Salimos con nuestros carros por cinco puertas a la vez. Creo que no esperaban que emergiéramos tan pronto, o quizá ni siquiera que emergiéramos. Eran confiados y arrogantes, y pensaban que yo iba a arrodillarme ante Agga sin la menor resistencia. Pero caímos sobre ellos con las hachas alzadas y las lanzas llameando. El carro de Zabardi-bunugga iba en vanguardia, con otros diez justo detrás, manejados por los más espléndidos héroes de la ciudad. Los hombres de Kish se enfrentaron a aquella primera oleada con valor y energía. Sabía lo bien que podían luchar; de hecho, los conocía mejor que a mis propios soldados. Pero mientras se producían las primeras escaramuzas bajé de la muralla y subí a mi propio carro, y conduje yo mismo la segunda oleada de asalto.

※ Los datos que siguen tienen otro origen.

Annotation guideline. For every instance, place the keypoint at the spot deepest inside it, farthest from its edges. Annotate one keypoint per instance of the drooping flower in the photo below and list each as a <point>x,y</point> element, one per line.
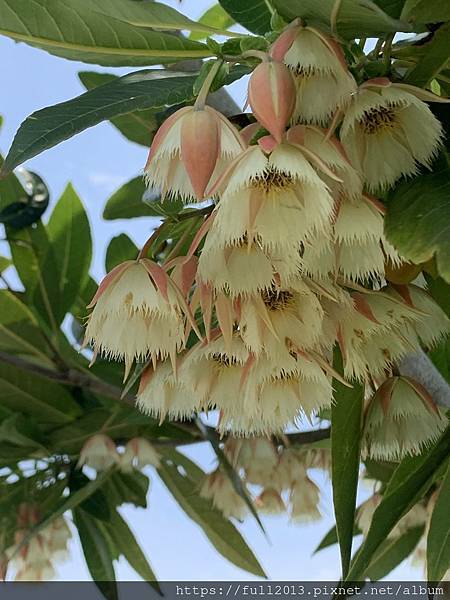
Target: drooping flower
<point>272,195</point>
<point>139,453</point>
<point>99,452</point>
<point>401,419</point>
<point>388,132</point>
<point>257,456</point>
<point>218,488</point>
<point>324,83</point>
<point>305,498</point>
<point>190,150</point>
<point>271,95</point>
<point>270,502</point>
<point>162,395</point>
<point>137,313</point>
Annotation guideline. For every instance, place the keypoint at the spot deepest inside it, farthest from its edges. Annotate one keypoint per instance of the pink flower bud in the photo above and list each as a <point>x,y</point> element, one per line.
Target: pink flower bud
<point>271,95</point>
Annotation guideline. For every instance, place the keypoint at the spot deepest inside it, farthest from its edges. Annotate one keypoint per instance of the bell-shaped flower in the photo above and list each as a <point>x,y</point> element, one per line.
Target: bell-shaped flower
<point>218,488</point>
<point>273,194</point>
<point>161,394</point>
<point>190,150</point>
<point>99,453</point>
<point>139,453</point>
<point>324,83</point>
<point>272,96</point>
<point>389,132</point>
<point>401,419</point>
<point>245,269</point>
<point>270,502</point>
<point>137,313</point>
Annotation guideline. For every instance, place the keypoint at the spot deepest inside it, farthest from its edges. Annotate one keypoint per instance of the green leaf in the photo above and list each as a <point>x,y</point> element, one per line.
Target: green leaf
<point>392,552</point>
<point>19,330</point>
<point>222,533</point>
<point>96,550</point>
<point>138,126</point>
<point>120,249</point>
<point>130,201</point>
<point>127,545</point>
<point>155,15</point>
<point>215,16</point>
<point>410,481</point>
<point>50,126</point>
<point>417,220</point>
<point>36,266</point>
<point>4,263</point>
<point>435,58</point>
<point>31,395</point>
<point>346,426</point>
<point>70,236</point>
<point>70,29</point>
<point>426,11</point>
<point>354,19</point>
<point>255,15</point>
<point>438,544</point>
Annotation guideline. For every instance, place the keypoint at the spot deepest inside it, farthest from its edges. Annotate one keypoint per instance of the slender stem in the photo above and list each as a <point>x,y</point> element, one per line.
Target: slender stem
<point>209,79</point>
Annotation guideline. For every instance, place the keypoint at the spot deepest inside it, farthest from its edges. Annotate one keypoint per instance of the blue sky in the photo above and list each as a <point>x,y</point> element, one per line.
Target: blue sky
<point>97,162</point>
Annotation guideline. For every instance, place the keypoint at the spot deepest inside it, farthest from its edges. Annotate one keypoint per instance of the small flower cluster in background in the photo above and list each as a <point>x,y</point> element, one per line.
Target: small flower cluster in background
<point>290,263</point>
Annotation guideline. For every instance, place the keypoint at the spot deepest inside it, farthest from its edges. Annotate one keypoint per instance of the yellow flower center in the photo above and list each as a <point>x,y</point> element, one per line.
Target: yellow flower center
<point>382,117</point>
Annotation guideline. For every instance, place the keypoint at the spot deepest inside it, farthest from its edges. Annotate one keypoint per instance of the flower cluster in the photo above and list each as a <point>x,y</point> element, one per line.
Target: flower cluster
<point>33,559</point>
<point>278,477</point>
<point>290,263</point>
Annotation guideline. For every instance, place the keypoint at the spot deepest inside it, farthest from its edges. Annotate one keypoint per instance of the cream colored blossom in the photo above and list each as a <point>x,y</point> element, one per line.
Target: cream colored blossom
<point>191,149</point>
<point>389,132</point>
<point>139,453</point>
<point>99,453</point>
<point>137,313</point>
<point>401,419</point>
<point>218,488</point>
<point>324,83</point>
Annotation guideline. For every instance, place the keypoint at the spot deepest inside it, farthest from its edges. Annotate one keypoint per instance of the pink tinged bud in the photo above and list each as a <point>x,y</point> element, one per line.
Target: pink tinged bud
<point>272,95</point>
<point>200,147</point>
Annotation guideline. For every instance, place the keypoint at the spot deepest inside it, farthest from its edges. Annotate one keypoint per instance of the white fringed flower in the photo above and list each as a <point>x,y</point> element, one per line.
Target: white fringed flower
<point>245,269</point>
<point>257,457</point>
<point>276,198</point>
<point>99,453</point>
<point>270,502</point>
<point>218,488</point>
<point>139,453</point>
<point>305,498</point>
<point>401,419</point>
<point>137,313</point>
<point>281,319</point>
<point>191,149</point>
<point>388,132</point>
<point>162,395</point>
<point>324,83</point>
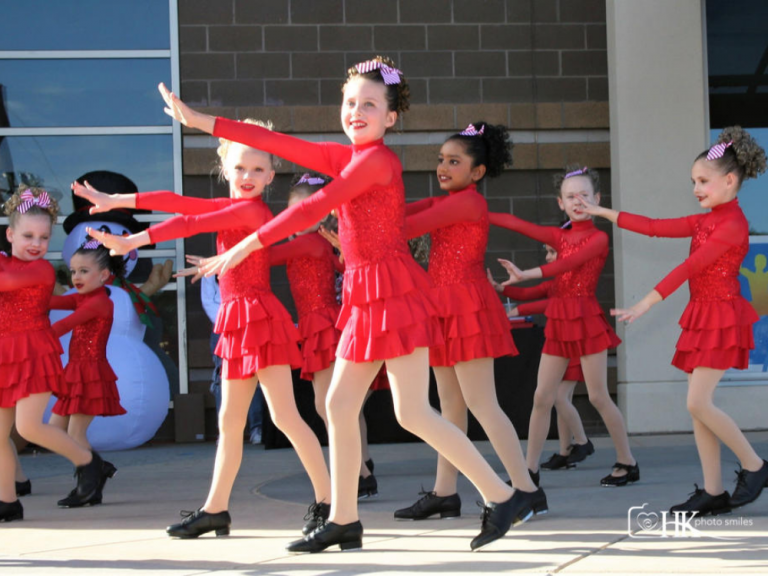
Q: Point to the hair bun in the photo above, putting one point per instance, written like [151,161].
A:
[749,154]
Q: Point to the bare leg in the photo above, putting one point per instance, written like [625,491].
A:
[568,417]
[19,472]
[454,409]
[349,386]
[60,422]
[702,384]
[595,367]
[29,423]
[7,464]
[278,392]
[364,454]
[321,382]
[409,377]
[479,389]
[551,370]
[236,396]
[78,428]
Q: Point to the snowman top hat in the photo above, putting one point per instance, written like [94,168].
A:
[111,183]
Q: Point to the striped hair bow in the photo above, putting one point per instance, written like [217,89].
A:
[718,150]
[310,180]
[28,200]
[390,75]
[472,131]
[579,172]
[91,244]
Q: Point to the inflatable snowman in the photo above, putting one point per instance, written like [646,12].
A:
[142,376]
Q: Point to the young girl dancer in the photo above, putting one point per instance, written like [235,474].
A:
[717,323]
[574,444]
[258,338]
[311,266]
[90,385]
[472,319]
[386,312]
[30,367]
[576,326]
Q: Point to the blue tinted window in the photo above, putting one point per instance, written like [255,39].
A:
[119,92]
[55,161]
[85,25]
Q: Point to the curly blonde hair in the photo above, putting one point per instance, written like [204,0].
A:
[398,95]
[224,145]
[12,205]
[745,157]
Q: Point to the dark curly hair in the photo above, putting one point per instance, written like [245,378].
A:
[590,173]
[398,95]
[745,157]
[492,148]
[115,264]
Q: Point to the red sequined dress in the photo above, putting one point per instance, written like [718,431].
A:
[472,317]
[534,301]
[256,329]
[90,384]
[386,308]
[30,360]
[311,267]
[576,324]
[717,323]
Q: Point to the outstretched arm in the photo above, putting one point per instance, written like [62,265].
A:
[545,234]
[448,210]
[370,167]
[88,311]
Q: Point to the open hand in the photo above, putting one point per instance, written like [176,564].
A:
[118,245]
[496,286]
[515,274]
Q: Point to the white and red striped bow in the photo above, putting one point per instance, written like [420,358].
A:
[28,200]
[310,180]
[718,150]
[472,131]
[390,75]
[91,244]
[579,172]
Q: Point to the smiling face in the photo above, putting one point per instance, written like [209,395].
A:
[365,113]
[30,235]
[710,186]
[248,171]
[454,167]
[86,275]
[572,190]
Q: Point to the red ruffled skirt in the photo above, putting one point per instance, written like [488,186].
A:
[574,373]
[30,363]
[256,332]
[319,338]
[716,334]
[91,388]
[387,311]
[473,323]
[381,382]
[577,327]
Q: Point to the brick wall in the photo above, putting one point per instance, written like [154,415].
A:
[537,66]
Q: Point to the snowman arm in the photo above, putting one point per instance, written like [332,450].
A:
[242,215]
[165,201]
[68,302]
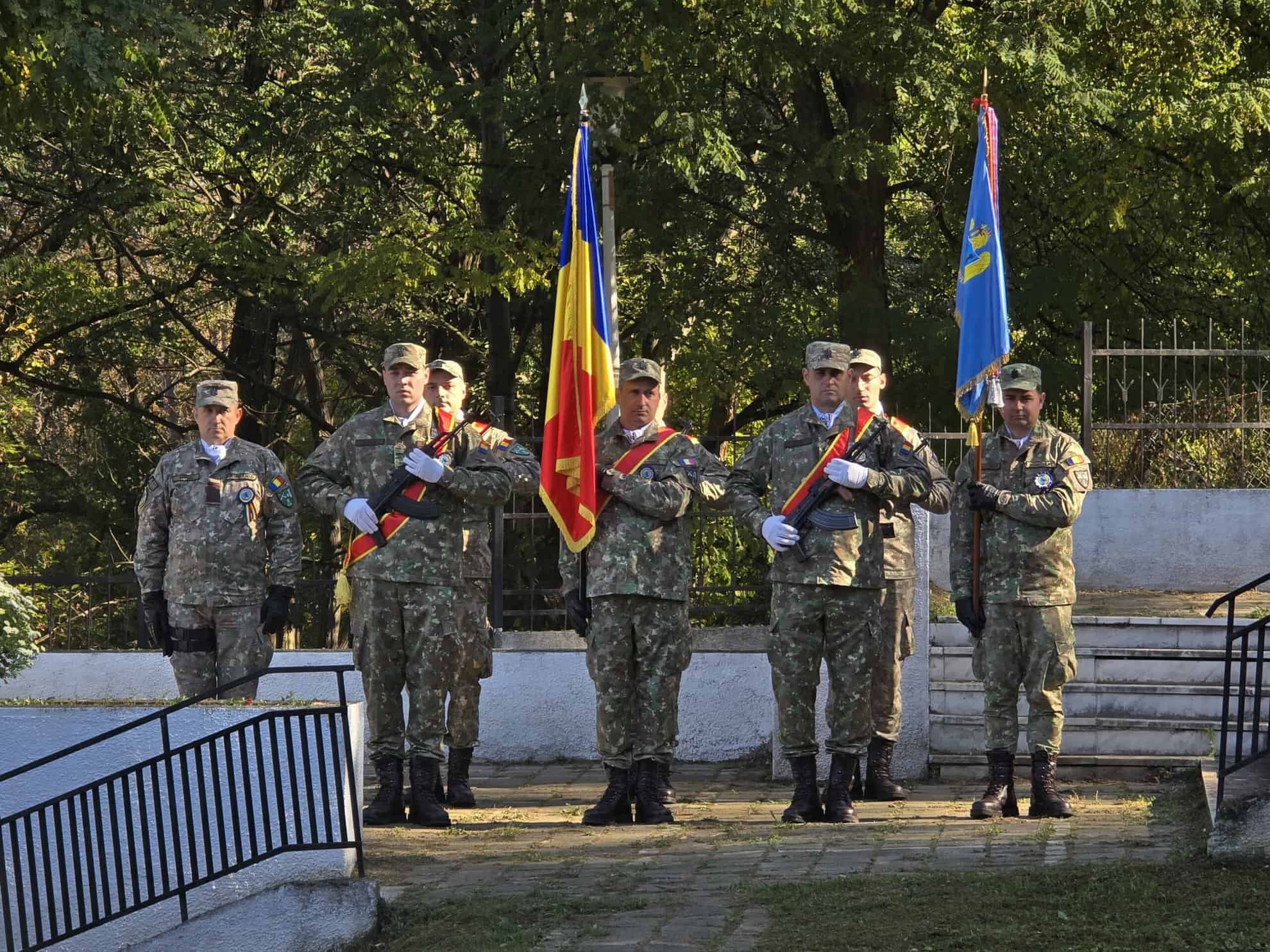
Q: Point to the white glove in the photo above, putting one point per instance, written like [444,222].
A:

Seré claro al respecto: cuando los hombres de Kish me vieron, el terror golpeó sus cuerpos e inmovilizó sus almas. Todos ellos me conocían de las guerras de Elam, pero aunque me recordaban no me recordaban tan bien como hubieran debido hasta que me vieron conduciendo rni carro en medio de todos ellos, arrojando igual mis jabalinas con la derecha que con la izquierda. Sólo entonces recordaron.

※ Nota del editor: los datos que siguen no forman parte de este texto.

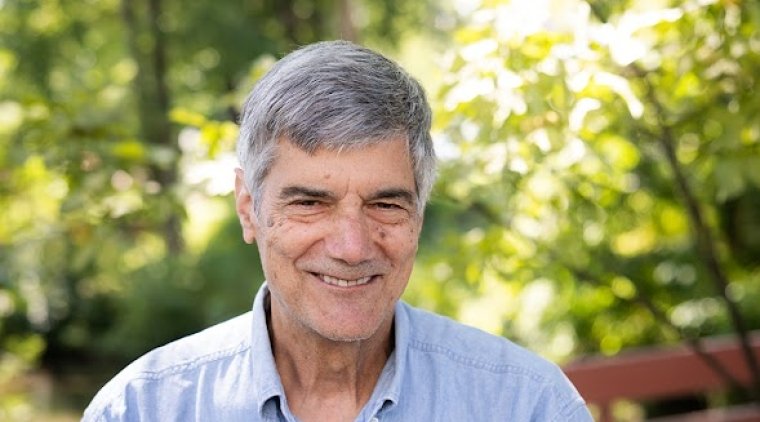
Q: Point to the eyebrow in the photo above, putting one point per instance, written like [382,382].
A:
[289,192]
[394,193]
[303,191]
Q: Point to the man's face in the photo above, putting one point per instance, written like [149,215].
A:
[337,232]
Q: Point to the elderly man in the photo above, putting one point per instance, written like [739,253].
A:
[337,164]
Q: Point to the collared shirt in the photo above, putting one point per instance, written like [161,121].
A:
[440,370]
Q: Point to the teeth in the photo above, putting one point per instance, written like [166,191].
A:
[345,283]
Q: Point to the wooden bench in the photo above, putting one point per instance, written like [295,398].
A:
[665,372]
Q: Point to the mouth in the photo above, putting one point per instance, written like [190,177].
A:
[340,282]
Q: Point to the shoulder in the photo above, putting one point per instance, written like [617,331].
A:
[478,365]
[472,347]
[175,368]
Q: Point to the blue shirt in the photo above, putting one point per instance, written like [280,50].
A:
[440,370]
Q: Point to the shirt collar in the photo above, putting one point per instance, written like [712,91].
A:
[266,380]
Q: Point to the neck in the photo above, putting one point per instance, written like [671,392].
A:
[325,379]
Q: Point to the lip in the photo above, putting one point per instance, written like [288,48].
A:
[341,283]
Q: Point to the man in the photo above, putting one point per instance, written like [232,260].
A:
[337,164]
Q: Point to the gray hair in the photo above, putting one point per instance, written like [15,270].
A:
[335,95]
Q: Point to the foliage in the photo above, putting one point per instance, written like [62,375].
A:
[602,156]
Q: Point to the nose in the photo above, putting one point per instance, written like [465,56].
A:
[349,239]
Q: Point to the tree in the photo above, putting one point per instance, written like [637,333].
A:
[605,173]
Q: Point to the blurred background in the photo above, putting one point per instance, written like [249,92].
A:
[599,187]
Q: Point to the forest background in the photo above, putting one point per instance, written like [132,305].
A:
[599,186]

—¡Es el hijo de Lugalbanda! —exclamaron, y el pánico se apoderó de ellos.

No es que pretenda otra cosa: no conozco una música más espléndida que la música que canta en el aire del campo de batalla. La alegría brotó en mí, y me lancé contra el enemigo como el emisario de la muerte. Mi auriga aquel día era el valiente Enkimansi, un hombre de treinta años y estrecho rostro que no sabía lo que era el miedo. Conducía los asnos directamente al frente, y yo permanecía erguido de pie tras él, lanzando mis armas como si derramara la ira de Enlil sobre Kish. Mi primer lanzamiento acabó con la vida de uno de los hijos de Agga; el segundo y el tercero acabaron con dos de sus generales; el cuarto atravesó la garganta de uno de los enviados que me habían traído el mensaje de Agga.

—¡Lugalbanda! —grité—. ¡Padre cielo! ¡Inanna! ¡Inanna! ¡Inanna! —Era un grito que aquellos hombres de Kish habían oído antes. Sabían que un dios cabalgaba entre ellos aquel día, o al menos una deidad, con una exactitud divina en su puntería y una fuerza divina en su brazo.

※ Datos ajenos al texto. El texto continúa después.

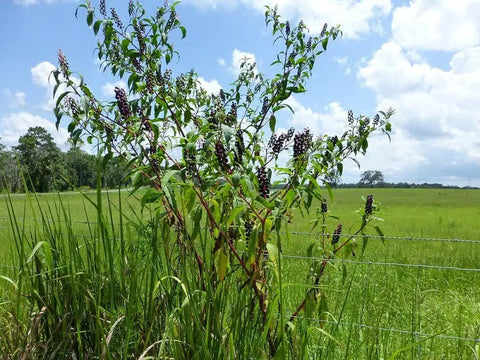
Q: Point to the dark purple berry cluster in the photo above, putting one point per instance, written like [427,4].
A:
[180,82]
[287,28]
[167,76]
[172,19]
[324,30]
[350,117]
[333,140]
[137,65]
[116,18]
[336,234]
[150,81]
[239,147]
[309,44]
[369,205]
[265,105]
[324,207]
[266,255]
[291,59]
[221,155]
[189,159]
[103,8]
[71,104]
[62,60]
[276,144]
[248,231]
[263,185]
[131,8]
[232,114]
[122,102]
[140,37]
[301,143]
[222,95]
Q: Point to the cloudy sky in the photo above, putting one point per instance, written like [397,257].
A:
[420,57]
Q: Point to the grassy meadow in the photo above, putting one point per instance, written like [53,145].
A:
[376,305]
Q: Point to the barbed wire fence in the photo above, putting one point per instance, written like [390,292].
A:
[475,341]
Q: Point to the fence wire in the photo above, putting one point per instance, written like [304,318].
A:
[377,263]
[399,331]
[476,341]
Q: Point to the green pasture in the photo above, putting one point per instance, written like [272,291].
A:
[417,281]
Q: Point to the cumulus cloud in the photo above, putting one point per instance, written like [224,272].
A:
[332,120]
[211,87]
[25,2]
[14,125]
[438,112]
[34,2]
[17,99]
[437,25]
[41,76]
[239,58]
[356,17]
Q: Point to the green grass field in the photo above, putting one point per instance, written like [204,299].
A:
[388,297]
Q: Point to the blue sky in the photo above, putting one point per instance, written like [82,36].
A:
[420,57]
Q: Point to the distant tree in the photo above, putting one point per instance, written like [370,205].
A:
[371,178]
[39,158]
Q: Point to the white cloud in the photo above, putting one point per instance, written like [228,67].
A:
[109,88]
[17,99]
[390,158]
[25,2]
[20,99]
[438,113]
[356,17]
[34,2]
[15,125]
[437,25]
[42,76]
[238,58]
[331,121]
[211,87]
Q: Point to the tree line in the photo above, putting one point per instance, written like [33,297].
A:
[375,179]
[38,164]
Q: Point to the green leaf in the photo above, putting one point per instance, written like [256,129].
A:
[272,123]
[265,202]
[151,196]
[235,212]
[90,17]
[96,26]
[10,281]
[364,243]
[221,263]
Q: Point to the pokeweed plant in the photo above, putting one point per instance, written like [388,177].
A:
[215,163]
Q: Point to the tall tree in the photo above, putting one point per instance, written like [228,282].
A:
[39,157]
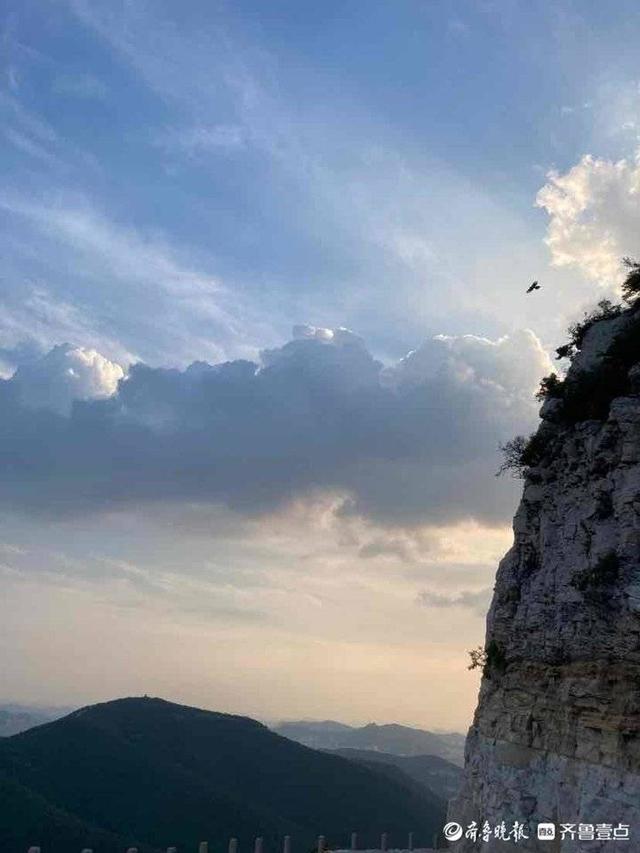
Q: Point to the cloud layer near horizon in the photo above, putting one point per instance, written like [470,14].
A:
[406,444]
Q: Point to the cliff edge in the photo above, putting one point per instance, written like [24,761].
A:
[556,734]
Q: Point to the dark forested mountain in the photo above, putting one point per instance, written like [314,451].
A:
[437,774]
[391,738]
[151,773]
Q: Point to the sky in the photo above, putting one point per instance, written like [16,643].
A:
[263,328]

Seguimos la brecha abierta por Zabardi-bunugga y el resto de la vanguardia, creando con nuestros carros un profundo agujero en las fuerzas de Kish. Tras de mí salieron los soldados de a pie, aullando a voz en grito: —¡Gilgamesh! ¡Inanna! ¡Gilgamesh! ¡Inanna! Concedo a los hombres de Kish el crédito del valor. Intentaron todo lo que pudieron para abatirme, y sólo la rapidez con que manejé mi escudo y la destreza del hábil Enkimansi en las maniobras impidieron que sufriera algún daño. Pero eso no me detuvo. El terror los abrumó pese a sí mismos, y dieron la vuelta y corrieron hacia el agua; pero les cortamos la retirada desde todos lados y empezamos a diezmarlos.

La batalla terminó mucho más rápido de lo que hubiera esperado. Enviamos a multitudes de ellos a morder el polvo. Alcanzamos sus barcazas y nos apoderamos de ellas, y cortamos sus proas y nos llevamos las imágenes de Enlil como trofeos. Liberamos a Bir-hurturre y lo encontramos aún bien, aunque estaba vergonzosamente ensangrentado y lleno de arañazos. En cuanto a Agga, nos abrimos camino hasta él —no era un luchador, no a su edad, pero estaba rodeado por un anillo de un centenar de guardias escogidos, que perecieron hasta el último hombre— y lo tomamos prisionero. Zabardi-bunugga lo condujo hasta mí mientras yo, reclinado contra mi carro, bebía una jarra de cerveza de Kish que había tomado de uno de sus mayordomos.